The Ingram New Works Festival is here! Time to celebrate #newplay creation here in Nashville. The Festival isn’t just an opportunity to see great new plays first in Nashville before the rest of the country; it’s an opportunity for you to get to know the artists behind the plays. We sat down with 2015-2016 Ingram Playwright Kyle John Schmidt and asked him why he wrote this story.
Kyle: The idea for The Secretary began germinating a couple years ago after the Sandy Hook tragedy where a lone gunman broke into an elementary school and murdered dozens of children and teachers. While the entire country was embroiled in a debate about gun control, I became consumed by what was happening in my hometown.

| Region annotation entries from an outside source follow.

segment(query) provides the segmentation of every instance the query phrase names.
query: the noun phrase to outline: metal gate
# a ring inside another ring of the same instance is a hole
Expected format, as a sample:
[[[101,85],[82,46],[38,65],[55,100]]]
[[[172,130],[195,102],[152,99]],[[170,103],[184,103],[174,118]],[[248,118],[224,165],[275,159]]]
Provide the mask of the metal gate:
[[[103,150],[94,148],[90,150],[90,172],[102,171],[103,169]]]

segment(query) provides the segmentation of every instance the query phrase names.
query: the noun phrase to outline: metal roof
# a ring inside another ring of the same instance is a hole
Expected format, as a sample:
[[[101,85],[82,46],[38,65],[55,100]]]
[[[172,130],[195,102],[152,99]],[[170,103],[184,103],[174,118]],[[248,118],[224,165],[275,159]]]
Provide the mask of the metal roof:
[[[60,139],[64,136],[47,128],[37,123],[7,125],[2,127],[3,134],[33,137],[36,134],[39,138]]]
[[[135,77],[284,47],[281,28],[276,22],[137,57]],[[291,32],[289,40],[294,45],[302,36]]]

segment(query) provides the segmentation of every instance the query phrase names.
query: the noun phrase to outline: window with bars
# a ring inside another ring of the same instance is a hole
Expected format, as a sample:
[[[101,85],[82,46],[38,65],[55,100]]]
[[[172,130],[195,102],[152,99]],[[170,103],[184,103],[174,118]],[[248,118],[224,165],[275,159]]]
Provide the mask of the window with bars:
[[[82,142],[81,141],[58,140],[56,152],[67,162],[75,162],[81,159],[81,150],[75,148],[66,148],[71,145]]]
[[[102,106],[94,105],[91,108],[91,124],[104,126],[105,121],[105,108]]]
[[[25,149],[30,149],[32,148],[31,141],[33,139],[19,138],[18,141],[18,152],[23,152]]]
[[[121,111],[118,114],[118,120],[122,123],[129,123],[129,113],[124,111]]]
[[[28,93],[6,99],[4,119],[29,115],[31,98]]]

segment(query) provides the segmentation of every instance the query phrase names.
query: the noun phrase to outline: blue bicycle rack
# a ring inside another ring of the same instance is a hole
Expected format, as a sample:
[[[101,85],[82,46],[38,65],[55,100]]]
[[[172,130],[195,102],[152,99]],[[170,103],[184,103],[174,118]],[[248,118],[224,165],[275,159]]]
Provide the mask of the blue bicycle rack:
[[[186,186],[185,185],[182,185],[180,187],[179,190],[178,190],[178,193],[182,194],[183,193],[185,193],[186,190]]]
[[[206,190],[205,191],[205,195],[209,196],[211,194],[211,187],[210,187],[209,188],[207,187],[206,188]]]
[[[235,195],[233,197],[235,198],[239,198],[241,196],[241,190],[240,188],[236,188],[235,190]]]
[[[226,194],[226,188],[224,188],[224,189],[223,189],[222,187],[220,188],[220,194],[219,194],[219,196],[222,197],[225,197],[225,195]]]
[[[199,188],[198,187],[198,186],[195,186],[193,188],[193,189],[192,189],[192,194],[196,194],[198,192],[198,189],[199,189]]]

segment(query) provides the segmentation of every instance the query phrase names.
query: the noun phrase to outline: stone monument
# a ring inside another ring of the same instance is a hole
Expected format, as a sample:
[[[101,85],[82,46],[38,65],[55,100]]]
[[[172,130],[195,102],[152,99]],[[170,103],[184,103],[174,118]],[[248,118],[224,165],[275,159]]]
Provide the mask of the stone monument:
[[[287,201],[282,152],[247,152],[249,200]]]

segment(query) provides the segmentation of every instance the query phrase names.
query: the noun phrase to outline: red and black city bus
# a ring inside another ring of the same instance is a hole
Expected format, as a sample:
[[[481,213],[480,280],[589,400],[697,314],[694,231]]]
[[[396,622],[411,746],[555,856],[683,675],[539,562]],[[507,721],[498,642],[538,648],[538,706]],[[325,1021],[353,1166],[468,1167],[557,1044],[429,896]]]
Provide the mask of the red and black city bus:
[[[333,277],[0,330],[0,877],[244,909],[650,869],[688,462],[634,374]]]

My town is headquarters to the world’s largest supplier of gun parts and shooting accessories. When Sandy Hook happened, the company in my town was inundated with orders. They sold enough high-capacity ammunition magazines in the weeks following Sandy Hook to equal 3 years of demand. The people I grew up with got more overtime than they could handle, the company expanded into a larger location, and more people got hired. In short, business boomed. And I realized that my hometown was uniquely positioned to profit from the gun-buying binges that paradoxically surround gun-related tragedies.

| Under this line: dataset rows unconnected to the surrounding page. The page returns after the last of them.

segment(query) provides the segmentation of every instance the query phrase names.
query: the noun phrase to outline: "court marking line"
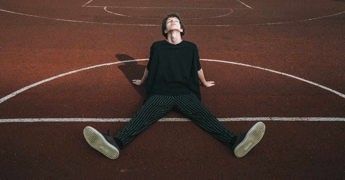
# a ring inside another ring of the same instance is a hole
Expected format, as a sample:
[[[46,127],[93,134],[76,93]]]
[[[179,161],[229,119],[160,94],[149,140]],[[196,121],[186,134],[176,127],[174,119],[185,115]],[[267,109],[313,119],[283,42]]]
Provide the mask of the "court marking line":
[[[104,8],[103,8],[103,9],[104,9],[104,10],[106,11],[106,12],[108,12],[109,13],[110,13],[111,14],[116,14],[116,15],[117,15],[120,16],[125,16],[125,17],[130,17],[130,18],[136,18],[149,19],[161,19],[161,18],[143,18],[143,17],[134,17],[134,16],[126,16],[126,15],[124,15],[124,14],[118,14],[117,13],[115,13],[115,12],[111,12],[110,11],[109,11],[107,9],[107,7],[104,7]],[[228,13],[227,14],[225,14],[222,15],[221,15],[221,16],[214,16],[214,17],[207,17],[207,18],[183,18],[183,19],[209,19],[209,18],[219,18],[219,17],[223,17],[224,16],[228,16],[228,15],[229,15],[230,14],[232,14],[233,12],[234,12],[234,10],[233,10],[232,9],[230,9],[230,13]]]
[[[84,5],[83,5],[82,6],[86,6],[86,5],[87,5],[87,4],[89,4],[89,3],[90,3],[91,2],[92,2],[92,1],[93,1],[93,0],[90,0],[90,1],[89,1],[89,2],[87,2],[87,3],[85,3],[85,4],[84,4]]]
[[[217,118],[220,121],[344,121],[344,118]],[[5,122],[128,122],[131,118],[17,118],[0,119],[0,123]],[[186,118],[163,118],[158,121],[160,122],[187,122],[190,120]]]
[[[345,94],[342,94],[342,93],[340,93],[340,92],[338,92],[338,91],[335,91],[335,90],[333,90],[333,89],[331,89],[331,88],[327,88],[327,87],[326,87],[325,86],[323,86],[322,85],[321,85],[319,84],[318,84],[315,83],[313,82],[312,81],[308,81],[308,80],[306,80],[304,79],[303,78],[302,78],[297,77],[297,76],[293,76],[293,75],[289,74],[287,74],[286,73],[283,73],[283,72],[280,72],[277,71],[275,71],[274,70],[272,70],[269,69],[268,69],[265,68],[261,68],[260,67],[259,67],[258,66],[252,66],[252,65],[249,65],[249,64],[243,64],[242,63],[237,63],[237,62],[231,62],[231,61],[222,61],[222,60],[213,60],[213,59],[200,59],[200,60],[201,60],[201,61],[209,61],[218,62],[224,62],[224,63],[230,63],[230,64],[237,64],[237,65],[241,65],[241,66],[247,66],[247,67],[251,67],[251,68],[253,68],[258,69],[261,69],[261,70],[265,70],[265,71],[270,71],[270,72],[274,72],[274,73],[278,73],[278,74],[282,74],[282,75],[284,75],[286,76],[287,76],[288,77],[291,77],[291,78],[294,78],[298,79],[298,80],[301,80],[301,81],[305,82],[307,82],[307,83],[309,83],[309,84],[312,84],[312,85],[314,85],[314,86],[317,86],[317,87],[319,87],[320,88],[323,88],[323,89],[325,89],[326,90],[327,90],[327,91],[331,91],[331,92],[333,92],[333,93],[335,93],[336,94],[340,96],[341,97],[342,97],[343,98],[345,98]],[[51,78],[48,78],[48,79],[46,79],[44,80],[42,80],[42,81],[39,81],[38,82],[36,82],[36,83],[34,83],[32,84],[31,85],[28,86],[27,86],[26,87],[23,88],[22,88],[22,89],[20,89],[20,90],[18,90],[16,91],[16,92],[13,92],[13,93],[10,94],[9,94],[9,95],[8,95],[5,96],[5,97],[4,97],[3,98],[2,98],[0,99],[0,103],[2,103],[4,101],[5,101],[7,100],[7,99],[9,99],[9,98],[12,97],[13,97],[16,96],[16,95],[18,94],[19,94],[19,93],[20,93],[21,92],[22,92],[23,91],[25,91],[26,90],[27,90],[30,89],[30,88],[32,88],[33,87],[36,86],[40,84],[42,84],[42,83],[45,83],[45,82],[49,81],[50,81],[51,80],[52,80],[53,79],[56,79],[56,78],[59,78],[59,77],[60,77],[64,76],[66,76],[67,75],[69,74],[72,74],[72,73],[74,73],[75,72],[77,72],[80,71],[83,71],[84,70],[87,70],[87,69],[91,69],[91,68],[96,68],[96,67],[101,67],[101,66],[108,66],[108,65],[110,65],[115,64],[118,64],[118,63],[125,63],[125,62],[129,62],[138,61],[146,61],[146,60],[149,60],[149,59],[137,59],[137,60],[134,59],[134,60],[127,60],[127,61],[117,61],[117,62],[111,62],[111,63],[104,63],[104,64],[98,64],[98,65],[93,66],[90,66],[89,67],[86,67],[86,68],[82,68],[82,69],[78,69],[78,70],[74,70],[74,71],[70,71],[69,72],[67,72],[67,73],[64,73],[63,74],[59,74],[59,75],[58,75],[57,76],[54,76],[53,77],[52,77]]]
[[[109,25],[121,25],[121,26],[161,26],[159,24],[119,24],[116,23],[107,23],[106,22],[90,22],[90,21],[75,21],[74,20],[68,20],[67,19],[56,19],[51,18],[48,18],[47,17],[43,17],[42,16],[37,16],[28,14],[23,14],[22,13],[20,13],[19,12],[16,12],[13,11],[7,11],[6,10],[4,10],[3,9],[0,9],[0,11],[3,11],[4,12],[9,12],[10,13],[13,13],[14,14],[20,14],[24,16],[31,16],[32,17],[35,17],[37,18],[40,18],[44,19],[52,19],[54,20],[58,20],[60,21],[65,21],[68,22],[82,22],[85,23],[91,23],[93,24],[109,24]],[[298,22],[303,21],[310,21],[312,20],[315,20],[316,19],[319,19],[328,18],[329,17],[331,17],[332,16],[334,16],[336,15],[338,15],[341,14],[343,14],[345,13],[345,11],[343,11],[342,12],[337,13],[336,14],[331,14],[330,15],[326,16],[323,16],[322,17],[319,17],[317,18],[313,18],[309,19],[305,19],[303,20],[300,20],[298,21],[289,21],[286,22],[275,22],[272,23],[263,23],[262,24],[228,24],[228,25],[187,25],[186,27],[229,27],[229,26],[261,26],[261,25],[274,25],[274,24],[288,24],[289,23],[293,23],[294,22]]]
[[[237,0],[238,2],[239,2],[241,3],[242,3],[245,6],[249,8],[181,8],[181,7],[175,7],[172,8],[170,7],[121,7],[121,6],[87,6],[88,4],[91,3],[93,0],[91,0],[87,2],[85,4],[82,6],[82,7],[93,7],[96,8],[104,8],[105,7],[108,7],[108,8],[151,8],[151,9],[252,9],[253,8],[249,7],[248,5],[244,3],[239,1],[239,0]]]
[[[237,0],[237,1],[240,2],[241,3],[242,3],[243,5],[245,6],[246,6],[248,7],[248,8],[249,8],[250,9],[253,9],[252,8],[252,7],[250,7],[250,6],[246,4],[245,4],[244,2],[241,1],[240,1],[239,0]]]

And the more I thought about Sandy Hook, my town, and the economics of guns, the more I thought of my mom. She was an elementary teacher for years, but also has a deep, abiding love of guns. Some years ago, an Olympic marksman came to town and taught my mom and her friend Marge how to target shoot in a goat pasture. THIS. REALLY. HAPPENED. My mom got obsessed and guns soon became these unexpected touchstones of motherly love. She offered hellish retribution if I was ever the victim of a crime (“Make sure they know that your mother carries.”) and enthusiastically welcomed guests to our house with a tour of her guns and a target shooting lesson (“But only if I like them.”) I, in turn, chided her with an amusing moniker (“Granny Guns”) and mythologized her adventures in gun-slinging with stories at parties a thousand miles away.
But I also realized that her newfound gun obsession didn’t grow in a vacuum: both of her parents had recently passed, me and my siblings had all left home, my dad had taken a job out of state, an ankle sprain was restricting her movement, and she was living alone for the first time in decades. Having a gun . . . or fifteen guns . . . made her feel safe, secure, powerful, and in control of a landscape that had irrevocably changed around her. And shooting with her friends became this joyful thing that got my her out of the house, into the world, and re-engaged with life.
So the more I thought about guns, the more they took on a kaleidoscope of meanings. They were objects of terror, tokens of love, life savers, job creators, and my mom’s new favorite sport. It was the horror, humor, and beauty of this kaleidoscope that brought me to writing The Secretary.
The Secretary | May 9 & 11
Ruby runs a gun company dedicated to arming women for self-protection. With products like The Bridesmaid, The Babysitter, and The Mallwalker, each of the company's guns is named after a woman who used a gun and saved a life- more often than not, her own. When an elderly secretary at the local high school confronts a threat in her office with six bullets, RUBY responds by naming her latest gun after the reluctant hero: “The Secretary.” But as production begins on The Secretary, guns start going off all around town- and no one’s pulling the trigger. The Secretary is an offbeat comedy about safety, survival, and guns for a world that’s up in arms.
*This play contains adult themes and language.